На следующее утро тех, кто сумел дойти и пережил первые сутки, построили на каком-то большом, возможно совхозном, дворе. Несколько сотен человек, в большинстве незнакомых друг с другом. Мечтавших о глотке воды и о кусочке хлеба. Или уже ни о чем не мечтавших. Вардан едва держался на ногах, я незаметно его поддерживал. Судьба неспособных идти была хорошо известна.
Мы не знали, где мы находимся, далеко ли ушли мы от города и куда предстоит нам идти. Знали только одно – хорошего ждать не следует. Но смутно еще представляли себе плохое – и сколько его может быть.
Лишь позднее я узнал, что пережитое нами в тот день называлось у немцев селекцией. Оказалось, можно селекционировать не только растения, но и живых людей, и в обращении с военнопленными это обычная процедура. Нашу первую селекцию провели румыны, халатно и безразлично. Следующая, немецкая, выглядела более серьезно. Двор был оцеплен по периметру немецкими солдатами и татарскими добровольцами. С бронеавтомобиля, стоявшего возле длинного белого здания, на нас был наставлен ствол пулемета. «МГ-34», как когда-то у Мишки. Долго кого-то ждали. Солнце стремительно взбиралось на небо, лучи обжигали сильней и сильней. Наконец явился и прошел на середину полный немец, без кителя, в нижней рубашке, заправленной в серые брюки. По нашитым прямо на рубашку погонам тянулся белый унтерофицерский кант. Немцы-конвоиры подобрались. Их примеру последовали татары, став чуть более похожими на солдат.

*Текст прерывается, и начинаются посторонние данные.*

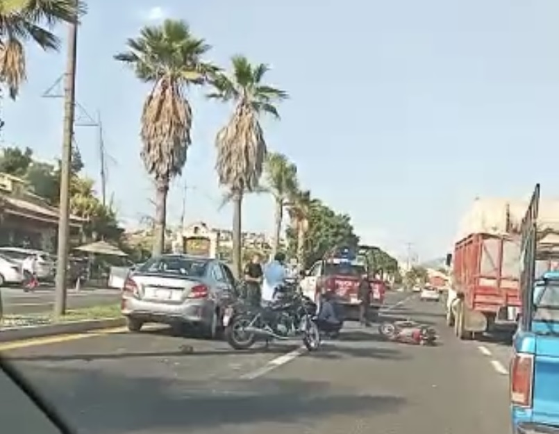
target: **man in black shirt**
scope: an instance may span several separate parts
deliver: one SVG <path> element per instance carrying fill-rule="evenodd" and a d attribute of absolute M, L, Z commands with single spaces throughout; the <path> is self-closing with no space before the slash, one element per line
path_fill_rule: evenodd
<path fill-rule="evenodd" d="M 252 261 L 244 267 L 244 281 L 247 285 L 247 299 L 254 305 L 260 306 L 262 297 L 262 279 L 264 272 L 260 265 L 260 256 L 256 253 Z"/>

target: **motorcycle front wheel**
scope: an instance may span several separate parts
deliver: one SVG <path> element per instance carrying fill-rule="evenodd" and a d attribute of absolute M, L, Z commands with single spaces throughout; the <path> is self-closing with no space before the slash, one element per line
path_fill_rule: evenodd
<path fill-rule="evenodd" d="M 247 332 L 245 328 L 250 325 L 252 317 L 248 315 L 233 317 L 225 329 L 225 340 L 231 348 L 237 350 L 249 349 L 256 342 L 256 335 Z"/>
<path fill-rule="evenodd" d="M 315 351 L 320 347 L 320 331 L 317 323 L 307 315 L 303 319 L 303 343 L 309 351 Z"/>

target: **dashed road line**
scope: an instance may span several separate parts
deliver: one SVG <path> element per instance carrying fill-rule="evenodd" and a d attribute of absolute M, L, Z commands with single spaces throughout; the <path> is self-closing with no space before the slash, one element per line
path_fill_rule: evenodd
<path fill-rule="evenodd" d="M 478 345 L 478 349 L 480 352 L 483 354 L 483 356 L 491 356 L 491 351 L 489 351 L 487 347 L 484 347 L 483 345 Z"/>
<path fill-rule="evenodd" d="M 478 345 L 478 349 L 483 356 L 487 356 L 487 357 L 493 356 L 493 353 L 484 345 Z M 495 369 L 497 374 L 500 375 L 508 375 L 508 370 L 503 366 L 501 362 L 495 359 L 491 359 L 490 362 L 491 366 L 493 367 L 493 369 Z"/>
<path fill-rule="evenodd" d="M 508 375 L 508 371 L 499 360 L 491 360 L 491 365 L 493 366 L 493 369 L 494 369 L 498 374 L 500 374 L 501 375 Z"/>

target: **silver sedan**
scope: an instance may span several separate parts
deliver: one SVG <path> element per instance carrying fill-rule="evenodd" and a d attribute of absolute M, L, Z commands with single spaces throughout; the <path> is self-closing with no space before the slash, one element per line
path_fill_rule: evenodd
<path fill-rule="evenodd" d="M 131 272 L 121 310 L 131 331 L 140 331 L 147 322 L 186 324 L 213 339 L 235 285 L 231 269 L 218 260 L 162 255 Z"/>

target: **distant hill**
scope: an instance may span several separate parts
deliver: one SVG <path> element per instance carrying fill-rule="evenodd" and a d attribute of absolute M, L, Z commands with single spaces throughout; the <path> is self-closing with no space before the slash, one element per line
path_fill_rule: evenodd
<path fill-rule="evenodd" d="M 437 268 L 444 267 L 444 262 L 446 261 L 446 256 L 442 256 L 441 258 L 435 258 L 435 259 L 423 262 L 419 264 L 419 265 L 422 267 L 425 267 L 426 268 L 434 268 L 436 269 Z"/>

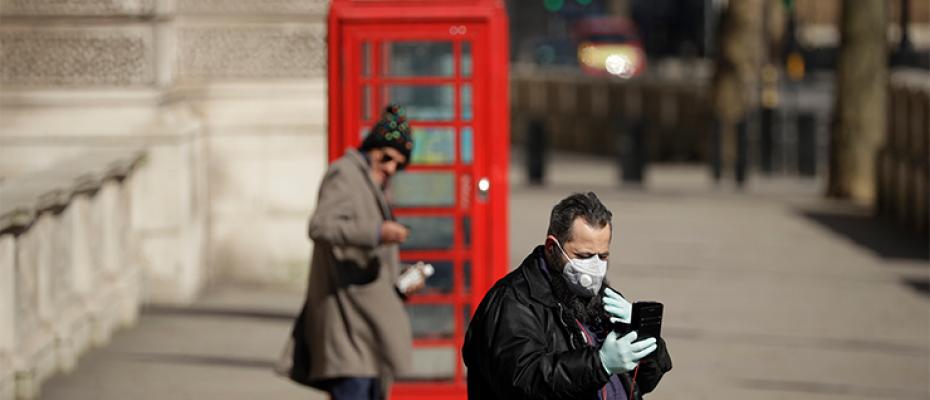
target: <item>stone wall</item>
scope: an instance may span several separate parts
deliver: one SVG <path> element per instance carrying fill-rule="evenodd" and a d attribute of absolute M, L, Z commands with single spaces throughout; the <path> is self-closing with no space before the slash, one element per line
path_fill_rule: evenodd
<path fill-rule="evenodd" d="M 140 157 L 98 150 L 0 182 L 0 400 L 38 398 L 135 322 Z"/>
<path fill-rule="evenodd" d="M 0 0 L 0 180 L 145 147 L 149 301 L 302 285 L 326 165 L 325 0 Z"/>

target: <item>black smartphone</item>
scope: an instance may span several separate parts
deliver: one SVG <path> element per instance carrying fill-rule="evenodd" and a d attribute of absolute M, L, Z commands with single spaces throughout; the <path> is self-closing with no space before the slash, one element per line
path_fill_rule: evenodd
<path fill-rule="evenodd" d="M 662 336 L 662 303 L 637 301 L 633 303 L 630 327 L 636 331 L 636 340 Z"/>

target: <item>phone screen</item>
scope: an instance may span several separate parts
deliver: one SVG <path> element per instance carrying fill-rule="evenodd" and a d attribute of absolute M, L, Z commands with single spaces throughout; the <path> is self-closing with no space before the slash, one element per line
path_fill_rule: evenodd
<path fill-rule="evenodd" d="M 636 340 L 662 336 L 662 303 L 637 301 L 633 303 L 632 326 Z"/>

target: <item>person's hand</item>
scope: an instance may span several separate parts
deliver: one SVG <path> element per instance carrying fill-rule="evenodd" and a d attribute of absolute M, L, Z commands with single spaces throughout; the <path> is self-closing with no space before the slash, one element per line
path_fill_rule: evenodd
<path fill-rule="evenodd" d="M 629 324 L 630 318 L 632 318 L 633 305 L 623 297 L 620 297 L 620 294 L 613 291 L 611 288 L 605 289 L 604 295 L 605 296 L 602 298 L 604 302 L 604 311 L 610 314 L 610 322 Z"/>
<path fill-rule="evenodd" d="M 636 332 L 633 331 L 618 339 L 617 332 L 611 331 L 604 339 L 598 354 L 601 356 L 601 365 L 608 374 L 632 371 L 639 360 L 656 350 L 655 338 L 634 342 L 636 336 Z"/>
<path fill-rule="evenodd" d="M 381 243 L 403 243 L 409 234 L 407 227 L 397 222 L 384 221 L 381 224 Z"/>

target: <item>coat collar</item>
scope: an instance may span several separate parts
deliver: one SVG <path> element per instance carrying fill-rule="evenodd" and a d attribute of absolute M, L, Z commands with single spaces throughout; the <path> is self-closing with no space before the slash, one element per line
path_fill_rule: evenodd
<path fill-rule="evenodd" d="M 520 270 L 526 278 L 526 284 L 529 289 L 530 297 L 534 300 L 554 307 L 557 305 L 555 296 L 552 295 L 552 286 L 549 283 L 549 277 L 542 268 L 548 268 L 546 258 L 543 257 L 543 246 L 536 246 L 523 263 L 520 264 Z"/>
<path fill-rule="evenodd" d="M 345 157 L 362 171 L 362 176 L 365 177 L 368 188 L 378 201 L 378 207 L 381 208 L 381 215 L 384 216 L 384 219 L 393 221 L 394 213 L 391 211 L 391 206 L 388 205 L 387 199 L 384 198 L 384 191 L 371 179 L 371 165 L 368 163 L 368 160 L 365 159 L 365 156 L 358 150 L 351 148 L 346 149 Z"/>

Немец отдал распоряжения двум сопровождавшим его рядовым, а затем, когда те отбежали, медленно направился вдоль нашего строя, пристально вглядываясь в лица. Иногда задерживаясь и что-то бормоча под нос. В руке его подрагивал хлыст. За ним семенил кадыкастый русский, лет сорока, в пиджачке, похожий на моего последнего словесника Сухотина. Пиджачок был явно не по сезону, черт его знает, зачем он его нацепил. Иногда он раскрывал свой рот, переводя произносимое немцем, но что именно – издалека слышно не было.

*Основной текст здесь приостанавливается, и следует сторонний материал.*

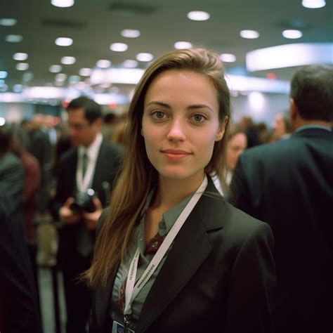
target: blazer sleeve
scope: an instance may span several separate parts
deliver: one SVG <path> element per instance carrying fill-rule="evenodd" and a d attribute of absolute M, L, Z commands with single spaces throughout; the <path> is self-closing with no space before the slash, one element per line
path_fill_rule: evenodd
<path fill-rule="evenodd" d="M 226 333 L 273 332 L 273 235 L 267 223 L 259 224 L 243 242 L 231 273 Z"/>

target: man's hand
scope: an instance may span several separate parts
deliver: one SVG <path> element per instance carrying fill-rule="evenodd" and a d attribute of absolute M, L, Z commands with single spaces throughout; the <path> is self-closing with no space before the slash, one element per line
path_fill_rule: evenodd
<path fill-rule="evenodd" d="M 86 228 L 89 230 L 93 230 L 97 228 L 97 222 L 103 211 L 102 203 L 97 197 L 93 197 L 93 202 L 95 205 L 95 211 L 93 213 L 84 212 L 83 214 Z"/>
<path fill-rule="evenodd" d="M 72 225 L 77 223 L 82 216 L 81 214 L 74 213 L 70 207 L 70 205 L 74 202 L 73 197 L 69 197 L 65 204 L 59 209 L 59 217 L 61 222 L 65 225 Z"/>

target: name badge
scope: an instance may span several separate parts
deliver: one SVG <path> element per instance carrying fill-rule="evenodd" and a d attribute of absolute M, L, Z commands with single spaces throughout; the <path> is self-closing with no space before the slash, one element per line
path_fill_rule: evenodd
<path fill-rule="evenodd" d="M 120 322 L 113 320 L 112 333 L 135 333 L 133 329 L 125 327 Z"/>

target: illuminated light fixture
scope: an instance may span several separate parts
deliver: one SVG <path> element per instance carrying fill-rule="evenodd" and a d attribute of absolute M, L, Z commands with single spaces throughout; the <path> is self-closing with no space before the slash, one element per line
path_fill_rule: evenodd
<path fill-rule="evenodd" d="M 81 77 L 79 75 L 71 75 L 68 78 L 68 81 L 70 84 L 76 84 L 77 82 L 79 82 L 81 79 Z"/>
<path fill-rule="evenodd" d="M 129 46 L 125 43 L 113 43 L 110 46 L 110 49 L 115 52 L 124 52 L 127 48 Z"/>
<path fill-rule="evenodd" d="M 51 73 L 59 73 L 62 70 L 63 67 L 60 65 L 51 65 L 48 68 Z"/>
<path fill-rule="evenodd" d="M 51 0 L 51 3 L 56 7 L 72 7 L 74 5 L 74 0 Z"/>
<path fill-rule="evenodd" d="M 154 59 L 154 56 L 152 53 L 147 53 L 145 52 L 138 53 L 136 58 L 138 61 L 151 61 Z"/>
<path fill-rule="evenodd" d="M 0 86 L 0 91 L 4 93 L 5 91 L 7 91 L 7 89 L 8 89 L 8 86 L 7 84 L 3 84 L 1 86 Z"/>
<path fill-rule="evenodd" d="M 14 84 L 14 86 L 13 87 L 13 91 L 15 93 L 20 93 L 22 91 L 22 84 Z"/>
<path fill-rule="evenodd" d="M 249 72 L 315 64 L 333 63 L 333 43 L 297 43 L 248 52 Z"/>
<path fill-rule="evenodd" d="M 29 68 L 29 64 L 27 63 L 18 63 L 16 65 L 16 70 L 27 70 Z"/>
<path fill-rule="evenodd" d="M 67 37 L 58 37 L 54 44 L 58 46 L 70 46 L 73 44 L 73 39 Z"/>
<path fill-rule="evenodd" d="M 54 86 L 32 86 L 25 88 L 22 92 L 22 97 L 25 99 L 62 99 L 65 95 L 63 88 Z"/>
<path fill-rule="evenodd" d="M 237 60 L 236 56 L 231 53 L 222 53 L 220 59 L 225 63 L 235 63 Z"/>
<path fill-rule="evenodd" d="M 9 43 L 19 43 L 23 39 L 23 37 L 20 34 L 8 34 L 6 36 L 6 41 Z"/>
<path fill-rule="evenodd" d="M 13 56 L 13 59 L 14 60 L 26 60 L 27 59 L 27 53 L 15 53 L 14 56 Z"/>
<path fill-rule="evenodd" d="M 125 60 L 122 65 L 126 68 L 135 68 L 138 66 L 138 63 L 136 60 Z"/>
<path fill-rule="evenodd" d="M 181 50 L 183 48 L 190 48 L 192 45 L 189 41 L 176 41 L 174 46 L 175 48 L 177 48 L 177 50 Z"/>
<path fill-rule="evenodd" d="M 74 57 L 63 57 L 60 62 L 64 65 L 73 65 L 76 60 Z"/>
<path fill-rule="evenodd" d="M 56 81 L 58 82 L 63 82 L 66 81 L 67 75 L 64 73 L 59 73 L 56 75 Z"/>
<path fill-rule="evenodd" d="M 100 68 L 108 68 L 111 66 L 111 61 L 107 60 L 105 59 L 100 59 L 96 63 L 96 66 Z"/>
<path fill-rule="evenodd" d="M 188 13 L 188 18 L 193 21 L 206 21 L 209 20 L 211 15 L 205 11 L 194 11 Z"/>
<path fill-rule="evenodd" d="M 259 33 L 256 30 L 242 30 L 240 34 L 241 37 L 247 39 L 255 39 L 259 37 Z"/>
<path fill-rule="evenodd" d="M 307 8 L 320 8 L 326 5 L 325 0 L 303 0 L 302 6 Z"/>
<path fill-rule="evenodd" d="M 79 74 L 81 77 L 89 77 L 91 74 L 91 68 L 81 68 L 79 71 Z"/>
<path fill-rule="evenodd" d="M 230 91 L 261 91 L 263 93 L 289 93 L 288 81 L 270 80 L 261 77 L 228 74 L 226 79 Z"/>
<path fill-rule="evenodd" d="M 270 72 L 266 74 L 266 77 L 267 79 L 269 79 L 270 80 L 275 80 L 276 79 L 276 74 L 275 73 L 273 73 L 272 72 Z"/>
<path fill-rule="evenodd" d="M 31 81 L 33 78 L 34 78 L 34 74 L 30 72 L 25 73 L 22 76 L 22 79 L 25 81 Z"/>
<path fill-rule="evenodd" d="M 0 79 L 6 79 L 8 73 L 4 70 L 0 70 Z"/>
<path fill-rule="evenodd" d="M 289 39 L 297 39 L 298 38 L 301 38 L 303 34 L 299 30 L 283 30 L 282 36 Z"/>
<path fill-rule="evenodd" d="M 0 25 L 4 27 L 12 27 L 17 23 L 15 18 L 0 18 Z"/>
<path fill-rule="evenodd" d="M 133 29 L 124 29 L 120 34 L 126 38 L 137 38 L 141 35 L 140 31 Z"/>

Добравшись до нас, унтер остановился и уставился на Меликяна, на его горбатый нос и оттопыренные уши. Из-под фуражки унтера лился пот, губы были презрительно сжаты. Вардан сглотнул, и я собственным нутром ощутил его страх. Немец положил ладонь на кобуру, висевшую не справа, как у наших командиров, а слева.
– Jude?
Меликян не ответил.
– Жид, твою мать? – перевел кадыкастый. Меликян замотал головой. Немец, поморщившись, что-то сказал. Переводчик скомандовал:
– Штаны спустить, сучары! Всем! Всем, кто еще не понял?